Passing MongoDB data modeling
One of the most advertised features of MongoDB is its flexibility. Flexibility, however, is a double-edged sword. More flexibility means more choices when modeling data (this reminds me of Zen Python: ” There must be one — and preferably only one — obvious way to do it “). However, I like the flexibility that MongoDB provides, it’s just important to consider some best practices before choosing a data model.
THIS IS A PROBLEM
In this post, we will look at how we modeled the mailing lists and the people who belong to them. Here are the requirements:
- Each person can have one or more e-mail addresses.
- Every person can belong to any number of mailing lists.
- Everyone who belongs to a mailing list can choose which name he wants to use for the mailing list.
These requirements are obviously somewhat simplified, but they are enough to express the mechanics of the kernel on which Fiesta is based.
Let’s take a look at what our data model looks like if we never embed anything — we’ll call it a 0 investment strategy.
We have People who have a name and a password:
name: "Mike Dirolf"
pw: "Some Hashed Password"
We have a separate collection of addresses, where each address contains a link to one person:
We have groups, each of which is basically just an identifier (the IRL has some more group-specific metadata that will also be here, but we are going to ignore them to focus on the relationship):
Finally, we have a membership that links a person to the group. Each membership includes the name of the list that the person uses for the group and a link to the address where they want to receive mail for that group:
This data model is easy to design, easy to think about, and easy to maintain. However, we mainly model data as in the DBMS; we do not use the document-based MongoDB approach. For example, let’s see how we can get the addresses of other members of a group, considering one incoming address and the group name (this is a very common query for Fiesta):
- Request a collection of addresses to obtain an ID for the person concerned.
- Request membership in a collection with a person’s identifier from step 1 and the group name to obtain a group identifier.
- Request a Memberships collection again to obtain all memberships with a group identifier from step 2.
- Request an address collection to obtain the address that will be used for each of the participants in step 3.
The strategy that many novices use when modeling their data, we will call the strategy of implementing everything. To use this strategy for Fiesta, we would take all group memberships and implement them directly in the group document. We would also embed address and person metadata directly into each membership:
name: "Mike Dirolf",
pw: "Some Hashed Password",
person_addresses = ["firstname.lastname@example.org", "email@example.com", ...],
The theory behind the Embed All strategy is that by storing all related data in one place, we can simplify common requests. With this strategy, the query we have done above is trivial (remember that the query is “given address and group name, what are the other addresses of the group members”):
- Query the Groups collection for a group containing a membership with the same address as the person_addresses and group_name.
- Go through the resulting document to get the other addresses of the members.
This is as easy as it can be. But what if we want to change a person’s name or password? We would have to change it in every built-in membership.
The same goes for adding a new person_address or removing an existing one. This underscores the characteristics of the embed everything model: it can be useful to perform one specific request (because we mostly do pre-join), but it can be a nightmare for long-term maintainability. I highly recommend this approach in general.
INSERT TRIVIAL THINGS
The approach we used in Fiesta and the approach I most often recommend is to start by thinking about the 0-embed model. Once you’ve figured out this model, you can choose simple cases where embedding makes sense. In most cases, these cases tend to be too many relationships.

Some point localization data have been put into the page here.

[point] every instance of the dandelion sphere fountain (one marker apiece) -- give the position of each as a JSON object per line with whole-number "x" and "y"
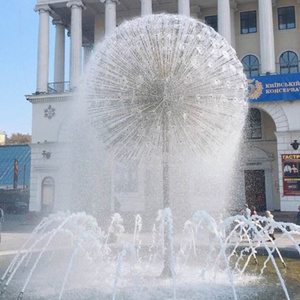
{"x": 168, "y": 87}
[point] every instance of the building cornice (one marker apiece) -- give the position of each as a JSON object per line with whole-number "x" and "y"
{"x": 39, "y": 98}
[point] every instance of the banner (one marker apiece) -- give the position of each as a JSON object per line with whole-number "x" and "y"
{"x": 16, "y": 173}
{"x": 274, "y": 88}
{"x": 291, "y": 174}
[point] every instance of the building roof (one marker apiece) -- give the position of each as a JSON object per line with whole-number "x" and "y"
{"x": 8, "y": 154}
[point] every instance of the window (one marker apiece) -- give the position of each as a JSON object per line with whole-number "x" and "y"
{"x": 251, "y": 65}
{"x": 253, "y": 124}
{"x": 212, "y": 21}
{"x": 288, "y": 62}
{"x": 248, "y": 22}
{"x": 286, "y": 17}
{"x": 47, "y": 194}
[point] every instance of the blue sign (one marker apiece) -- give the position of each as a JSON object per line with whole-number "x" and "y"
{"x": 274, "y": 87}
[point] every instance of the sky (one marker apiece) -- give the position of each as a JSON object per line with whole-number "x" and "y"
{"x": 18, "y": 61}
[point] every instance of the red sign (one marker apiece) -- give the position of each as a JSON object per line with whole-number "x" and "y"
{"x": 291, "y": 174}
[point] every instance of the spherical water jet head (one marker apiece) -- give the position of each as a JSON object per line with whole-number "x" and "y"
{"x": 165, "y": 73}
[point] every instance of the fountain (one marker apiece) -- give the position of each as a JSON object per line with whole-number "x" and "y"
{"x": 164, "y": 93}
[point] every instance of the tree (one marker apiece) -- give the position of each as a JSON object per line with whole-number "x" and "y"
{"x": 19, "y": 138}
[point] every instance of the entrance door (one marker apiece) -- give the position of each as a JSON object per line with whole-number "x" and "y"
{"x": 255, "y": 189}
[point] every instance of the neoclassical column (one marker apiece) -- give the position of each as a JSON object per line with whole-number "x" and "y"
{"x": 224, "y": 25}
{"x": 233, "y": 9}
{"x": 87, "y": 51}
{"x": 146, "y": 7}
{"x": 76, "y": 41}
{"x": 267, "y": 48}
{"x": 43, "y": 48}
{"x": 184, "y": 7}
{"x": 59, "y": 55}
{"x": 110, "y": 15}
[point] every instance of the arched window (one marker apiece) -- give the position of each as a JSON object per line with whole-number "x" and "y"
{"x": 253, "y": 124}
{"x": 48, "y": 194}
{"x": 288, "y": 62}
{"x": 251, "y": 65}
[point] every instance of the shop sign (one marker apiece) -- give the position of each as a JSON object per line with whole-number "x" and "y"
{"x": 291, "y": 174}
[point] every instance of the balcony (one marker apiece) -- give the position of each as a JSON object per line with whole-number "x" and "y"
{"x": 59, "y": 87}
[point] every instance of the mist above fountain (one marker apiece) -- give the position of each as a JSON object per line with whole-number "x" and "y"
{"x": 165, "y": 66}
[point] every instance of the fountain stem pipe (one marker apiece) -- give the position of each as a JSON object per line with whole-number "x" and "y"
{"x": 167, "y": 271}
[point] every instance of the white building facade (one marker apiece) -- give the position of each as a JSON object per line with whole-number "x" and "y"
{"x": 266, "y": 36}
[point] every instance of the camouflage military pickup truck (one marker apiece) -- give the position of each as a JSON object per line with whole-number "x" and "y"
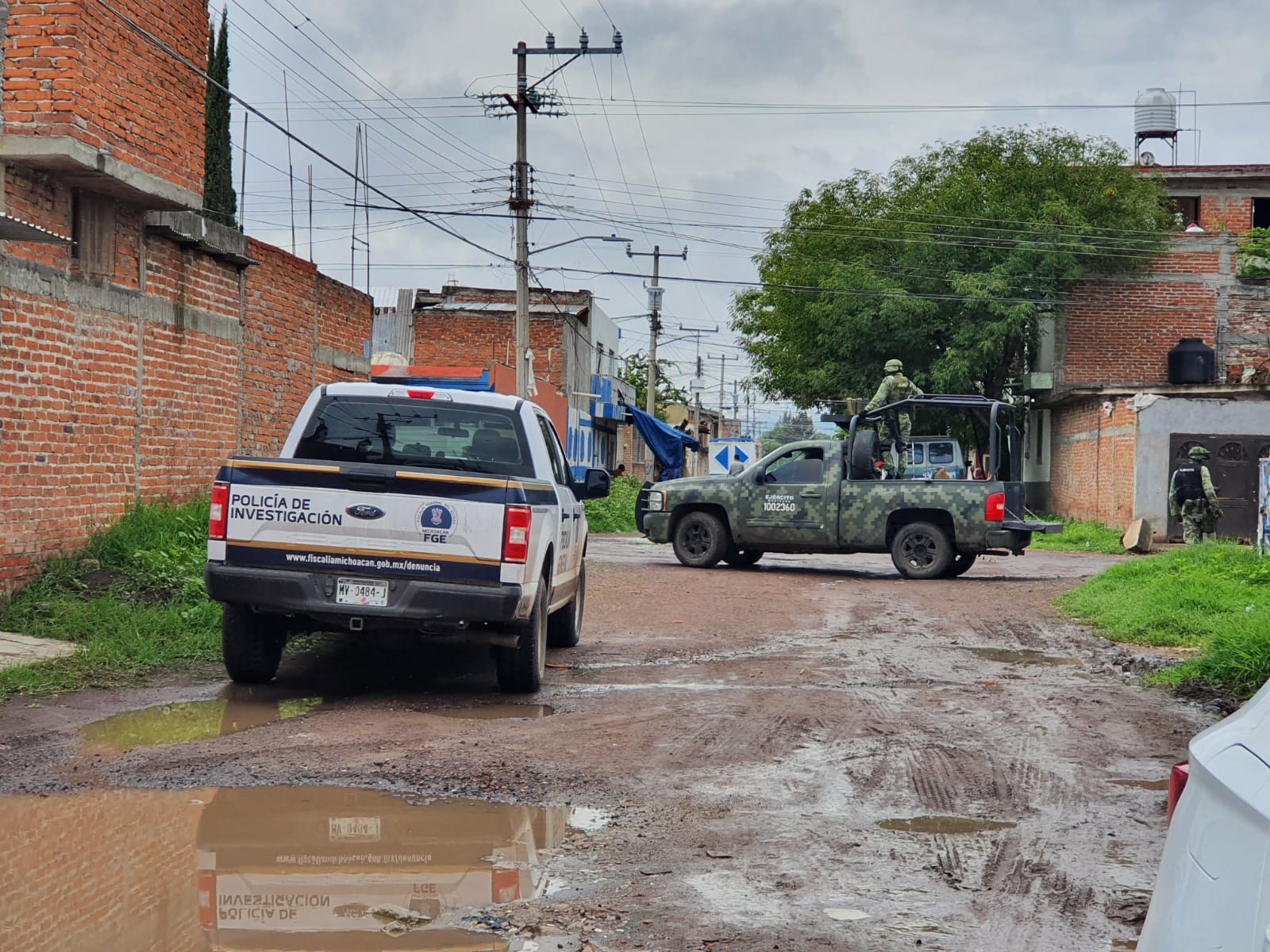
{"x": 831, "y": 495}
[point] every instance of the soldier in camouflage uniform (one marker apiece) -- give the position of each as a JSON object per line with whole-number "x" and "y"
{"x": 895, "y": 387}
{"x": 1193, "y": 499}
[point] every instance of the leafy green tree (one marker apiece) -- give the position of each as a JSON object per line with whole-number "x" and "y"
{"x": 949, "y": 262}
{"x": 635, "y": 372}
{"x": 220, "y": 201}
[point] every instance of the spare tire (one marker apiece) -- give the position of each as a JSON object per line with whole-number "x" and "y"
{"x": 865, "y": 456}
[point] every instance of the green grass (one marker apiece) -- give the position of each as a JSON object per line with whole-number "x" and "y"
{"x": 1214, "y": 597}
{"x": 133, "y": 601}
{"x": 618, "y": 512}
{"x": 1080, "y": 537}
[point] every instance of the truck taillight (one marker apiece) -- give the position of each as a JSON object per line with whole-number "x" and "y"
{"x": 995, "y": 508}
{"x": 220, "y": 514}
{"x": 516, "y": 537}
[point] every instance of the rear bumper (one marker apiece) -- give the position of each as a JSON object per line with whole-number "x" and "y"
{"x": 657, "y": 527}
{"x": 412, "y": 603}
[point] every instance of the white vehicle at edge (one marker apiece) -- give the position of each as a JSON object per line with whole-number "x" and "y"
{"x": 1213, "y": 890}
{"x": 404, "y": 508}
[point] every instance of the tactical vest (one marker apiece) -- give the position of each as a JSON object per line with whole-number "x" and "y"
{"x": 1187, "y": 484}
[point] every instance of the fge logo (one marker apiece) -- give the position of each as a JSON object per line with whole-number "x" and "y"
{"x": 436, "y": 522}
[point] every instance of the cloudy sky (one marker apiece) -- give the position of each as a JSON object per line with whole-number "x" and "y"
{"x": 715, "y": 116}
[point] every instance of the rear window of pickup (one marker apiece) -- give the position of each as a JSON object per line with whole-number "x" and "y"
{"x": 431, "y": 435}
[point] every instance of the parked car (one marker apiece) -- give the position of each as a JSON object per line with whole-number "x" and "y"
{"x": 1213, "y": 889}
{"x": 410, "y": 509}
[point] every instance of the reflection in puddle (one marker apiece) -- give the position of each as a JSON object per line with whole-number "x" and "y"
{"x": 1019, "y": 657}
{"x": 945, "y": 824}
{"x": 1142, "y": 785}
{"x": 194, "y": 720}
{"x": 497, "y": 712}
{"x": 271, "y": 867}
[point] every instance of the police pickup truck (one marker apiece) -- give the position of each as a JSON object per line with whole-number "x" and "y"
{"x": 831, "y": 495}
{"x": 410, "y": 509}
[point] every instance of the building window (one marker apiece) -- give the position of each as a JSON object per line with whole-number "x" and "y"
{"x": 1185, "y": 209}
{"x": 93, "y": 232}
{"x": 1261, "y": 213}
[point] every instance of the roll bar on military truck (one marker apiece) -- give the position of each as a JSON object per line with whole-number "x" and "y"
{"x": 833, "y": 497}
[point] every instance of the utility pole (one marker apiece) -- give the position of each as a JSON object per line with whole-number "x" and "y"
{"x": 654, "y": 319}
{"x": 723, "y": 378}
{"x": 529, "y": 99}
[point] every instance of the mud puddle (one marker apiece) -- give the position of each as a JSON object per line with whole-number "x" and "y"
{"x": 945, "y": 824}
{"x": 194, "y": 720}
{"x": 495, "y": 712}
{"x": 1020, "y": 657}
{"x": 276, "y": 867}
{"x": 1141, "y": 785}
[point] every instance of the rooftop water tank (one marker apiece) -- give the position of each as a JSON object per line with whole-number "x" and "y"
{"x": 1191, "y": 362}
{"x": 1155, "y": 113}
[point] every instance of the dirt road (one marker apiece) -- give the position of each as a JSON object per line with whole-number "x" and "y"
{"x": 810, "y": 754}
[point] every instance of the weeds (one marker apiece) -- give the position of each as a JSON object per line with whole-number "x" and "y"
{"x": 1080, "y": 537}
{"x": 1216, "y": 597}
{"x": 133, "y": 601}
{"x": 615, "y": 514}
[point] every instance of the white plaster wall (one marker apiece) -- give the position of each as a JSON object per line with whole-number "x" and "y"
{"x": 1159, "y": 422}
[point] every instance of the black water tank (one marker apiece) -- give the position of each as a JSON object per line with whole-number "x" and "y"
{"x": 1191, "y": 362}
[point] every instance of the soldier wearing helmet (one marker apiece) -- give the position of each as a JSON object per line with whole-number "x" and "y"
{"x": 1193, "y": 499}
{"x": 895, "y": 386}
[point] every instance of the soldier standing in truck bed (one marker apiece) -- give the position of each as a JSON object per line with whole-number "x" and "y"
{"x": 1193, "y": 499}
{"x": 895, "y": 387}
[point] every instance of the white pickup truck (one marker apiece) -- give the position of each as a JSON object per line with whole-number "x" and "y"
{"x": 404, "y": 508}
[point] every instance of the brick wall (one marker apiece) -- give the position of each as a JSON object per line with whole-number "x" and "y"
{"x": 1092, "y": 461}
{"x": 74, "y": 69}
{"x": 120, "y": 869}
{"x": 139, "y": 384}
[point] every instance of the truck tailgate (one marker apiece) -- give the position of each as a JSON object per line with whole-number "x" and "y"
{"x": 368, "y": 520}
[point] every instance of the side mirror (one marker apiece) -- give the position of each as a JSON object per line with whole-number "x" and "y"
{"x": 595, "y": 484}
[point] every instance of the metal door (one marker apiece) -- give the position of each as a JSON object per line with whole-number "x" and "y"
{"x": 1233, "y": 466}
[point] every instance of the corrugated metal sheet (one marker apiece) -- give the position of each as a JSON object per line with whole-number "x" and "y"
{"x": 18, "y": 230}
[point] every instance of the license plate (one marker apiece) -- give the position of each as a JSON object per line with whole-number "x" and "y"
{"x": 365, "y": 829}
{"x": 355, "y": 592}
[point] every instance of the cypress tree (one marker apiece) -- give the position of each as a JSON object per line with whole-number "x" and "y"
{"x": 220, "y": 202}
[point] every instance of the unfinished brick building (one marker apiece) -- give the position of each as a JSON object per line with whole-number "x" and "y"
{"x": 139, "y": 343}
{"x": 1109, "y": 427}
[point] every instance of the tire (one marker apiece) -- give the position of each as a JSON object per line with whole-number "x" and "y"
{"x": 921, "y": 551}
{"x": 521, "y": 668}
{"x": 865, "y": 456}
{"x": 743, "y": 558}
{"x": 564, "y": 628}
{"x": 251, "y": 645}
{"x": 702, "y": 539}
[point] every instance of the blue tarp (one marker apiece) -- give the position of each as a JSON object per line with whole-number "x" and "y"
{"x": 666, "y": 442}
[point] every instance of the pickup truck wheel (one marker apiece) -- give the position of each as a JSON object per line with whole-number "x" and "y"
{"x": 521, "y": 668}
{"x": 702, "y": 539}
{"x": 921, "y": 551}
{"x": 743, "y": 558}
{"x": 564, "y": 628}
{"x": 960, "y": 564}
{"x": 252, "y": 645}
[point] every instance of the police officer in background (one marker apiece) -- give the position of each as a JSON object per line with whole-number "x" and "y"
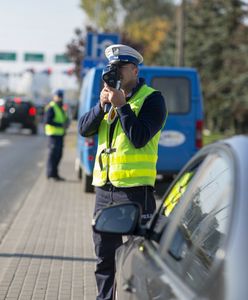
{"x": 125, "y": 163}
{"x": 56, "y": 122}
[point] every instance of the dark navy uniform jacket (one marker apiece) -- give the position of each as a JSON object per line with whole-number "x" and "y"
{"x": 139, "y": 129}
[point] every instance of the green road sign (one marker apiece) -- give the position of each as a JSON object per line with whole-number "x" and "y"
{"x": 61, "y": 58}
{"x": 8, "y": 56}
{"x": 34, "y": 57}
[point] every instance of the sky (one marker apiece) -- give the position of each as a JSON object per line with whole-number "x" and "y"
{"x": 43, "y": 26}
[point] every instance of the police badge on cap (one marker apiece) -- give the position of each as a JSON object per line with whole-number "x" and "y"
{"x": 119, "y": 52}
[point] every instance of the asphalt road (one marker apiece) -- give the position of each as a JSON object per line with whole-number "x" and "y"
{"x": 21, "y": 157}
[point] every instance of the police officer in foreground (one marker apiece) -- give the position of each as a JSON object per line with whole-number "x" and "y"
{"x": 56, "y": 123}
{"x": 125, "y": 163}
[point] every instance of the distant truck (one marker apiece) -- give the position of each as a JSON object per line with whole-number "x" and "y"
{"x": 181, "y": 137}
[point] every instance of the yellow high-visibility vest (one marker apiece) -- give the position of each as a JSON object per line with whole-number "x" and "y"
{"x": 122, "y": 164}
{"x": 176, "y": 193}
{"x": 59, "y": 117}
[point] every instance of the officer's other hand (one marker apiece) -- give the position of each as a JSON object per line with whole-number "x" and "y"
{"x": 104, "y": 97}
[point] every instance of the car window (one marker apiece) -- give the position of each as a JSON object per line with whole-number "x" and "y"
{"x": 194, "y": 240}
{"x": 176, "y": 92}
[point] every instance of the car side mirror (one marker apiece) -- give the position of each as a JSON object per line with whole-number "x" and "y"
{"x": 117, "y": 219}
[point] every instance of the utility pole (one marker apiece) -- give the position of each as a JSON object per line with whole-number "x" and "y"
{"x": 180, "y": 34}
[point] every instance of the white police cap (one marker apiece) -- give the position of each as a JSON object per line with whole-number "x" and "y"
{"x": 123, "y": 53}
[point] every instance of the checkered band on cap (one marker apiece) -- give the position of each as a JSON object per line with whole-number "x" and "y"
{"x": 119, "y": 52}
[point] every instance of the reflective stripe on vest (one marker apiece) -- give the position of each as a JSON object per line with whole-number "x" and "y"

For example, each of our addresses belongs to one user (and is also referred to by members). Addresses are also unlikely to change very often. Let’s build them into an array to save some queries and synchronize our data model with our human mental model.
Each membership is linked to one person and one group, so we could imagine that they are built into either the person model or the group. In such cases, it is important to consider both the data access patterns and the size of the relationships.
We expect people to have no more than 1000 memberships in groups and groups to have no more than 1000 memberships, so the size does not tell us much. However, our access template — when we display the Fiesta control panel, we need access to all memberships of a person.
To simplify this request, let’s build membership into the Person model. It also has the advantage that all person addresses are stored in the Person model (because they are referenced both at the highest level and within the membership). If an address needs to be deleted or changed, we can do it all in one place.
This is what it looks like now (this is the Person model — the only other model is Group, which is identical to the 0-embed case):
name: "Mike Dirolf",
pw: "Some Hashed Password",
addresses: ["firstname.lastname@example.org", "email@example.com", ...],
The request that we discussed now looks like this:
- Request for a user with the appropriate address and built-in membership with the correct group name.
- Use the identifier of the group in the built-in membership, starting with step 1, to request other people who have membership in that group to get the addresses directly from their built-in membership.
This is still almost as easy as inline, but our data model is much cleaner and easier to maintain. We hope this step by step guide was useful — if you have any questions, let us know!